Tarzan of the Apes was a deadly trickster who found imaginative ways to end the dastardly lives of his enemies. It is one of the reasons we love him so much. He was a master of clever, even nightmarish revenge who arranged the gruesome demise of evil men in ways we all secretly wish we might eliminate those who do us harm. And he did it with a smile.
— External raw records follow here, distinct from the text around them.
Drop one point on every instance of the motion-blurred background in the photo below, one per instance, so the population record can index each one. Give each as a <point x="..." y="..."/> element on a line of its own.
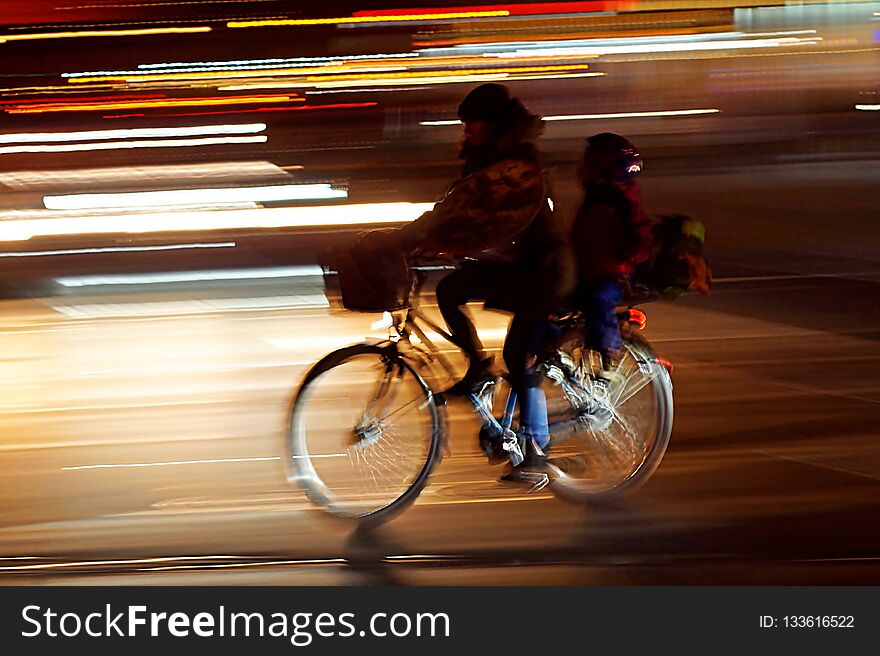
<point x="169" y="172"/>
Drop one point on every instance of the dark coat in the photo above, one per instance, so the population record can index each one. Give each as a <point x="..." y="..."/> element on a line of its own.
<point x="611" y="234"/>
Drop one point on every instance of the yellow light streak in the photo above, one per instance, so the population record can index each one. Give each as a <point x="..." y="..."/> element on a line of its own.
<point x="415" y="75"/>
<point x="213" y="75"/>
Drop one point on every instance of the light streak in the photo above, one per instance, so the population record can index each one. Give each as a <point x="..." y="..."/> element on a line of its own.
<point x="167" y="277"/>
<point x="146" y="76"/>
<point x="187" y="102"/>
<point x="154" y="173"/>
<point x="260" y="110"/>
<point x="583" y="117"/>
<point x="120" y="249"/>
<point x="170" y="463"/>
<point x="194" y="221"/>
<point x="103" y="33"/>
<point x="95" y="135"/>
<point x="653" y="48"/>
<point x="204" y="306"/>
<point x="523" y="9"/>
<point x="357" y="20"/>
<point x="194" y="196"/>
<point x="306" y="60"/>
<point x="121" y="145"/>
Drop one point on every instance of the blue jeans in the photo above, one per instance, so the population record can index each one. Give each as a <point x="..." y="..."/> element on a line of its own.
<point x="524" y="340"/>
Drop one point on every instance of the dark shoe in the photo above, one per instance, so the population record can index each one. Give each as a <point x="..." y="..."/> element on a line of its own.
<point x="475" y="380"/>
<point x="492" y="447"/>
<point x="532" y="471"/>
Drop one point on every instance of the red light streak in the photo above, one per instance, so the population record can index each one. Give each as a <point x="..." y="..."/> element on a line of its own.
<point x="80" y="99"/>
<point x="261" y="109"/>
<point x="528" y="9"/>
<point x="638" y="318"/>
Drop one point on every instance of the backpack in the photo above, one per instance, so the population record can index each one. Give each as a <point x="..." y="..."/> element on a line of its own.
<point x="677" y="264"/>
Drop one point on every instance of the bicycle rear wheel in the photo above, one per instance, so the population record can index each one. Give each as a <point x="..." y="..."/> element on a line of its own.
<point x="605" y="457"/>
<point x="365" y="433"/>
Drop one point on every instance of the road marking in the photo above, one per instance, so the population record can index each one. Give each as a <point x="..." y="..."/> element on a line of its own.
<point x="169" y="463"/>
<point x="795" y="276"/>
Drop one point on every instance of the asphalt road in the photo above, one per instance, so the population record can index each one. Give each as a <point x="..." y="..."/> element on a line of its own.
<point x="142" y="424"/>
<point x="772" y="475"/>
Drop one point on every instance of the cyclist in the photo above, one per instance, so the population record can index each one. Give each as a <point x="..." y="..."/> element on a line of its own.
<point x="526" y="274"/>
<point x="611" y="235"/>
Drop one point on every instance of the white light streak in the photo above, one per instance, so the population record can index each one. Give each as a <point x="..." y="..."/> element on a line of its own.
<point x="190" y="276"/>
<point x="194" y="197"/>
<point x="121" y="249"/>
<point x="274" y="217"/>
<point x="385" y="322"/>
<point x="125" y="145"/>
<point x="192" y="307"/>
<point x="170" y="463"/>
<point x="675" y="112"/>
<point x="98" y="135"/>
<point x="307" y="60"/>
<point x="648" y="48"/>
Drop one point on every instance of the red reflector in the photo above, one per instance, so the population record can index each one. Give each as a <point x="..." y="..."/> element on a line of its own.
<point x="666" y="364"/>
<point x="638" y="318"/>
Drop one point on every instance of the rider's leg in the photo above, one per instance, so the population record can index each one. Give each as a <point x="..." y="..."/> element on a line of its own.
<point x="453" y="293"/>
<point x="599" y="304"/>
<point x="524" y="338"/>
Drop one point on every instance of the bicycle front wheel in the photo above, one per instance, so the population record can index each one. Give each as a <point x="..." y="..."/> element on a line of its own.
<point x="365" y="433"/>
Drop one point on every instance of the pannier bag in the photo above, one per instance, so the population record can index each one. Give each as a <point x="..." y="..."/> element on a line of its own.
<point x="677" y="264"/>
<point x="370" y="276"/>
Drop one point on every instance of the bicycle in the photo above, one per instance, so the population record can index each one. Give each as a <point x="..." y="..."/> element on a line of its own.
<point x="369" y="459"/>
Who can forget the trembling last hours of Major Schneider trapped up a tree by a man-eating lion in a narrow gorge? Tarzan set this little scene for us to enjoy in Tarzan the Untamed, placing the wicked Hun there to exact revenge for his "murder" of his beloved Jane. Never mind that he had the wrong Schneider. Never mind that Jane was alive. We can imagine with a Tarzanic, slight smile on our lips the final mad scramble for the cliff, the terrified screams under the rending claws. Ah, sweet revenge!

Tarzan was a man with a grim sense of humor. No sadist, he did not hang around to witness the delicious dance of death he had set up. The stunt was similar to the one prepared for the witch-doctor, Bukawai, whom he left bound to a tree in a cave for the hyenas to return in Jungle Tales. He did not stay for the curtain fall that time either, but Burroughs assures us that the hyenas returned.